Acho uma certa piada a Jerry Lewis, as histórias dos seus filmes são simples, mas eficazes, tem ideias geniais, que têm sido copiadas inúmeras vezes, e um excelente desempenho de todos. Aliás, acho que Lewis é um bom actor, a dada altura fixou-se demasiado num registo um bocado palerma, que é muito cansativo. Quando Lewis actua a sério, mesmo em cenas de comédia, percebe-se o seu talento, o problema é que descamba sempre para o registo da idiotice, que por vezes estraga. As caretas, os trejeitos e aquela voz irritante, tornaram-se de tal forma a sua imagem de marca, que é impossível escapar. No entanto, os seus filmes são muitíssimo bem produzidos, dentro do sistema de produção clássico do Studio System. Ele era com certeza extremamente popular, pois mesmo dentro deste tipo de produção, estes filmes tinham um belo orçamento. O mais discreto destes todos é Geisha Boy, onde o orçamento da direcção artística foi gasto na produção fora de portas. Falando em Geisha Boy, para um filme dos anos 50, com um título infeliz, filmado no Japão, no meio da ocupação americana do pós guerra e da segregação, com uma temática pró-americana, o filme tem um enorme e invulgar respeito pela cultura japonesa. Todos os actores orientais, falando ou não inglês no filme, são japoneses ou seus descendentes, os cenários naturais muito bem filmados e os únicos clichés são as paisagens turísticas. Os kimonos todos genuínos e vestidos como deve ser, até um consultor japonês o filme tem! Não sei até que ponto Edith Head teve mão e opinião no guarda roupa japonês, mas se teve, também teve imenso respeito e nada parece desajustado..
Gosto muito da estética guerra fria destes filmes. Têm uma direcção artística, muito clean, com uma paleta de cores desaturadas, onde predomina o branco e as únicas cores vivas costumam ser o vermelho, o azul celeste, o verde relva, o amarelo ou o laranja. Cores muito solares. Essas cores vivas, em geral estão directamente associadas a Lewis, como se para o destacar. Esta estética também era popular em televisão de estúdio, e conjuga elementos clássicos com elementos modernistas. O melhor exemplo para descrever esta estética, é uma memória que tenho de mais tarde, do Jerry Lewis Show, onde uma varanda, tão grande como um terraço, tinha relva sintética (astro turf) e um banco baloiço, provavelmente com tecido às flores. Há uma varanda semelhante, que se vê bem no final de The Patsy.

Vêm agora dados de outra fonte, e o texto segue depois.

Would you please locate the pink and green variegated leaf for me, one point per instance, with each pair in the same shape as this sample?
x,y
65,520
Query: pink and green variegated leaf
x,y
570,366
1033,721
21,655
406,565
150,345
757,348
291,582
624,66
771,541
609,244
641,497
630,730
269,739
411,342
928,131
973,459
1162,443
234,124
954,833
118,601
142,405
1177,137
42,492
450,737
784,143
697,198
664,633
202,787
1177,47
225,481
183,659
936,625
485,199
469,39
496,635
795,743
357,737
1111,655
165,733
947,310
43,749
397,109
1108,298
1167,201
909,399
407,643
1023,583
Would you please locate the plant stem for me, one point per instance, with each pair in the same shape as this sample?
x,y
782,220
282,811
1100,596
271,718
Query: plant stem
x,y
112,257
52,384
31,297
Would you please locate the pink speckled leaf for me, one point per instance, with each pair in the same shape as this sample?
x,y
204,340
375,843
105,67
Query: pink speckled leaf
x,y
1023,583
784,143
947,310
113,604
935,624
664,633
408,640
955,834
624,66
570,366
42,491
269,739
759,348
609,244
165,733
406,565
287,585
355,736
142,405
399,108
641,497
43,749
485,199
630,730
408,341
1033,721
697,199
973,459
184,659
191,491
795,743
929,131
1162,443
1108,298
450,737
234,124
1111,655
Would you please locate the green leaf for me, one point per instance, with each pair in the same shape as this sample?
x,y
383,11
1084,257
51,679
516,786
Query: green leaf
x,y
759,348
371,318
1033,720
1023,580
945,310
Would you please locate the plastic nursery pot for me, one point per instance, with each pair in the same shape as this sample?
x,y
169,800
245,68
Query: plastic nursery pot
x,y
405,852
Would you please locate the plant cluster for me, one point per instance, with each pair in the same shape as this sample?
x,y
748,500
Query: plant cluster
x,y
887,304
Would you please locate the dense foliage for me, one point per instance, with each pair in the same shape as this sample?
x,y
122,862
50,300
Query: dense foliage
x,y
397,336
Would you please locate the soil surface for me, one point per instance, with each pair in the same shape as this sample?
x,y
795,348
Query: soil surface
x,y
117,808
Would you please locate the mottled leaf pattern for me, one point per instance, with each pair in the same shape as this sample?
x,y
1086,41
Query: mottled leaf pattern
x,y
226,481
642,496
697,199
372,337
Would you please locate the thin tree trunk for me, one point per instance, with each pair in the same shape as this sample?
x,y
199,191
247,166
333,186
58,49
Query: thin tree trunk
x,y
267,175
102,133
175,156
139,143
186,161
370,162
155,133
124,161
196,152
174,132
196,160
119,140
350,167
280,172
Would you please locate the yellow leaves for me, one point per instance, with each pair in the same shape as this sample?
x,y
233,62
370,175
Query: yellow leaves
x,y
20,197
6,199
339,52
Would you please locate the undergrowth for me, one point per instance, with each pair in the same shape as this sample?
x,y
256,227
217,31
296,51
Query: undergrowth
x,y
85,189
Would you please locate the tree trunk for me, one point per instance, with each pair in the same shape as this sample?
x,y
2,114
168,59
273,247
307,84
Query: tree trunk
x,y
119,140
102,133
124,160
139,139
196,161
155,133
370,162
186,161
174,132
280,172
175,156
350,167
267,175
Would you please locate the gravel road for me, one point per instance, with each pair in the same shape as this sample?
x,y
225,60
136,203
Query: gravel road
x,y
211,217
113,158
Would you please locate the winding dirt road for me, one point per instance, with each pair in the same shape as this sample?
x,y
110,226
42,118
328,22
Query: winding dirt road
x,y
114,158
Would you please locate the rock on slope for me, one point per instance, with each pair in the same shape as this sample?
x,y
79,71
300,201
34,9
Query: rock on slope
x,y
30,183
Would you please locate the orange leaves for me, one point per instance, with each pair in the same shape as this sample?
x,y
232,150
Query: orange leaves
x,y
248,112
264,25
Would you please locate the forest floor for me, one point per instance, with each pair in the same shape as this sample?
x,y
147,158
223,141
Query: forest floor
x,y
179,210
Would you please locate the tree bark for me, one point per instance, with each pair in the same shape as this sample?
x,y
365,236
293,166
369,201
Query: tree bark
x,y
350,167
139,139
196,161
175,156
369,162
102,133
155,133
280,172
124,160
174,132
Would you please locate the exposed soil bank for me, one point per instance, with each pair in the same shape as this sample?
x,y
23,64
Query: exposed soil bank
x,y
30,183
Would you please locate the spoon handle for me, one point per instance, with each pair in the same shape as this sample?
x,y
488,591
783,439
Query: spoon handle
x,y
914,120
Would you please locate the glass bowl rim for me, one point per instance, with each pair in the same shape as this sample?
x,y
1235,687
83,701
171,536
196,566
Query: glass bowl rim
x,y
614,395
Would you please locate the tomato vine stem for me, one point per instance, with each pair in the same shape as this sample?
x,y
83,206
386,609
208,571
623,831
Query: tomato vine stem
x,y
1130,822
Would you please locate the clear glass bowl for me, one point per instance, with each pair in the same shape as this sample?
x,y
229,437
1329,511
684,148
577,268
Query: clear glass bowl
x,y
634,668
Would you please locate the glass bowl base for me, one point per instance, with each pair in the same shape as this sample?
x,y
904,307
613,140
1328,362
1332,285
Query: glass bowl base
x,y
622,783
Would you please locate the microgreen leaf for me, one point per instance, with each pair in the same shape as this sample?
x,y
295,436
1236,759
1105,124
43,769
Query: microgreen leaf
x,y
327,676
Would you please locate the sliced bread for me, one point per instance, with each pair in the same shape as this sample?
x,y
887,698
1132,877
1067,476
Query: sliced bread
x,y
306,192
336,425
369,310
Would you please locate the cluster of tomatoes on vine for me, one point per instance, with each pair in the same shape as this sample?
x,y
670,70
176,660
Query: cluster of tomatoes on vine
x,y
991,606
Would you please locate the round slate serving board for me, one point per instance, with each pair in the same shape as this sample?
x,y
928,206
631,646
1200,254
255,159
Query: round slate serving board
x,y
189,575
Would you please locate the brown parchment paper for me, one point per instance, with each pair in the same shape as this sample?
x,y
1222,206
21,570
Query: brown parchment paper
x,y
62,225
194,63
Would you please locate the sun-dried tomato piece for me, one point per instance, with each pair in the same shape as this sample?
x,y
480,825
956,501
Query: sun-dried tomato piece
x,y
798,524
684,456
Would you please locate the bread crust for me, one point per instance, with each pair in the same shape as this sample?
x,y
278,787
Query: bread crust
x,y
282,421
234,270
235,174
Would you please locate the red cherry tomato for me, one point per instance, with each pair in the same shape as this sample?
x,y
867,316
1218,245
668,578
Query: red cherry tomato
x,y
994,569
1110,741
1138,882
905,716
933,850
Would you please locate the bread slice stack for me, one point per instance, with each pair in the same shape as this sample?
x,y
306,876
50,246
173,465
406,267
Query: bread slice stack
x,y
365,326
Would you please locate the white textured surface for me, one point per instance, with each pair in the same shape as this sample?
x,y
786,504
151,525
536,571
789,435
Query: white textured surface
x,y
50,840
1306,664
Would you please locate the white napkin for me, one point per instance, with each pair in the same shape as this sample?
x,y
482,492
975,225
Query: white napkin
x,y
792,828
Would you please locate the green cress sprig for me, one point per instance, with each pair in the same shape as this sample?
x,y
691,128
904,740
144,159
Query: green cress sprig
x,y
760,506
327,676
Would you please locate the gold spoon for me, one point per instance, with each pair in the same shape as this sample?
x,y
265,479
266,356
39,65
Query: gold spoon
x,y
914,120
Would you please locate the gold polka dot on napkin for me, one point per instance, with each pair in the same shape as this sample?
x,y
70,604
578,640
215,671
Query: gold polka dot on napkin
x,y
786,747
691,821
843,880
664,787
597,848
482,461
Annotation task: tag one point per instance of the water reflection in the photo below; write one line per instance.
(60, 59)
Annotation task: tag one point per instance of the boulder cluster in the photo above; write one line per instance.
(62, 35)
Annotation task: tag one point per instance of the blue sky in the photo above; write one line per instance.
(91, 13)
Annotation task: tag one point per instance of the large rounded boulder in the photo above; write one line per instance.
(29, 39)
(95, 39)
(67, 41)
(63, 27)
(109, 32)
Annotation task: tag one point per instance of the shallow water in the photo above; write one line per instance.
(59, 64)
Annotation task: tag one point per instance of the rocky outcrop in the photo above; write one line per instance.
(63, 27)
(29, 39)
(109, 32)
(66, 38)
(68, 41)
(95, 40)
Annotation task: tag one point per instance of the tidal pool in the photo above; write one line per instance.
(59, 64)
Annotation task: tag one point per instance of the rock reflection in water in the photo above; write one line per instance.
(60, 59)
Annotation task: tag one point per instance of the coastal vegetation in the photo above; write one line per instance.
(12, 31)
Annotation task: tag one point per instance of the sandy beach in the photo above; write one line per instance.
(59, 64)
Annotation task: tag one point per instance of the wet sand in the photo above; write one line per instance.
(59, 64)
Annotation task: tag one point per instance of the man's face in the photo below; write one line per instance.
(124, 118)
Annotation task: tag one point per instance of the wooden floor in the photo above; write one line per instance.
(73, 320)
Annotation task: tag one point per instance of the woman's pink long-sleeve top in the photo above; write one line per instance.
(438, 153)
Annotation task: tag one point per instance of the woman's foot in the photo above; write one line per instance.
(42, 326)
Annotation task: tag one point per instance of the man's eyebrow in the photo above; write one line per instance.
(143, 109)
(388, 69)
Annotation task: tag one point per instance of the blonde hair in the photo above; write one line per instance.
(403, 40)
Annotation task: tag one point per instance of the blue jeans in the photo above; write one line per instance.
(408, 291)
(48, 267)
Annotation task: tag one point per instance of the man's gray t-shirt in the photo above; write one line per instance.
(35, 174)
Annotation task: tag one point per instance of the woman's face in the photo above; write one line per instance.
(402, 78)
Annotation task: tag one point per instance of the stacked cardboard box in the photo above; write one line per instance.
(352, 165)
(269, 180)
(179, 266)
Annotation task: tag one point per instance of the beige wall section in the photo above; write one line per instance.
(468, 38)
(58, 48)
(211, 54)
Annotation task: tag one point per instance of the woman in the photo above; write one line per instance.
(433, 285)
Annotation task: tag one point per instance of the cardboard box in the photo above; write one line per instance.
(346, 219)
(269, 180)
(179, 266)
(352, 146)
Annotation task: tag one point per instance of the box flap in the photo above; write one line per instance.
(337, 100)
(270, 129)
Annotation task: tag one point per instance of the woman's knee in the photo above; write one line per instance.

Jerry Lewis é filho, ou neto, do Vaudeville, isso nota-se no modo como os seus filmes são concebidos em forma de quadros. No meio da transição, em termos históricos e técnicos, estes filmes parecem antigos e conservadores, face à vanguarda, que ganhava terreno a olhos vistos. Por seguirem o modelo dos musicais clássicos, como os filmes de Esther Williams ou Fred Astaire, são o que restou dos filmes de estúdio da Hollywood clássica. Mesmo assim, estava à espera de os filmes terem mais tiradas, agora politicamente incorrectas, do que na realidade têm. Apesar de comédia slapstick e dentro do sistema, Jerry Lewis consegue esquivar-se sempre a tópicos mais sensíveis, dando-lhe uma certa intemporaneidade.

É muito interessante ver estes filmes de uma assentada, analisar os elementos em comum e deleitar-me com a sua estética reconfortante, mesmo que irrealista. Não devem em nada aos filmes actuais em termos de ritmo e, apesar de serem uma representação utópica do American Dream, como são muito bem feitos e exercem bem a suspension of disbelief, ainda se vêm muito bem hoje.

06 junho 2020

(Inserir Banda Sonora Dramática)

Existe um estilo de série (e filmes também, mas vou concentrar-me nas séries), que quer que seja levada a sério, que se instalou neste século. Este estilo não é assim tão novo, apareceu com a revolução nas séries de TV, com o Twin Peaks, Wild Palms e, mais tarde X-Files, mas parece que se tornou moda com o crescimento das produtoras e canais, como a HBO, Netflix, Amazon Prime, etc.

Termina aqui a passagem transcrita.